Jetzt hatten wir eine Telefonnummer und einen Namen, sowie Bruchstücke des Ortes. Wir beschlossen in die nächste Ortschaft zu laufen, wieder in eine Kneipe. Diesmal trank ich einen Wein. Wir ließen uns das Telefonbuch bringen und nach mehreren Vergleichen des von mir gehörten und den im Telefonbuch niedergeschriebenen Ortsnamen kamen nur noch wenige in Frage. Und in einem fanden wir tatsächlich den Namen des Verkäufers.

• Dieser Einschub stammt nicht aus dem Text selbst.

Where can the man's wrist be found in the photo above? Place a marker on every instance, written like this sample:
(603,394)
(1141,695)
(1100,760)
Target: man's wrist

Jetzt hatten wir eine Telefonnummer und einen Namen und den Ort. Aber wo lag dieser? Zum Glück hatten wir ja das Telefonbuch! Die Vorwahl gehörte zu Roanne, was wir auf unserer Karte auch fanden. Es war sogar der Ort eingezeichnet. Allerdings 80 km von uns entfernt.
Jetzt hatten wir eine Telefonnummer und einen Namen und wussten wohin wir wollten, aber wie? Es war schon nachmittags und es würde bald dunkel werden. Öffentliche Verkehrsmittel? Keine Chance! Ein Taxi nach St.-Etienne, der nächst größeren Stadt war zu teuer. Wir beschlossen also dorthin zu trampen. Die ersten 10 km wurden wir schnell mitgenommen, weshalb ich nochmals beim Verkäufer anrief. Dieses Mal erreichte ich seine Frau. Sie erklärte einigermaßen verständlich den Weg mit dem Auto ab St.-Etienne und bot uns an in ihrer Gite zu übernachten. Davon ermutigt trampten wir weiter. Nach einer Stunde nahm uns eine Frau mit nach St.-Etienne und lieferte uns am Bahnhof ab. Dort nahmen wir uns einen Mietwagen und erreichten nach einigen Umwegen das Dorf. Dort wurden wir herzlich aufgenommen und mit Taschenlampen ausgerüstet besuchten wir noch unser zukünftiges Pferd.
Der abenteuerliche Rücktransport in einem von einer Schlachterei geliehenen Lastwagen, den der Sohn der Familie durch das Hochwasser steuerte ist eine andere Geschichte.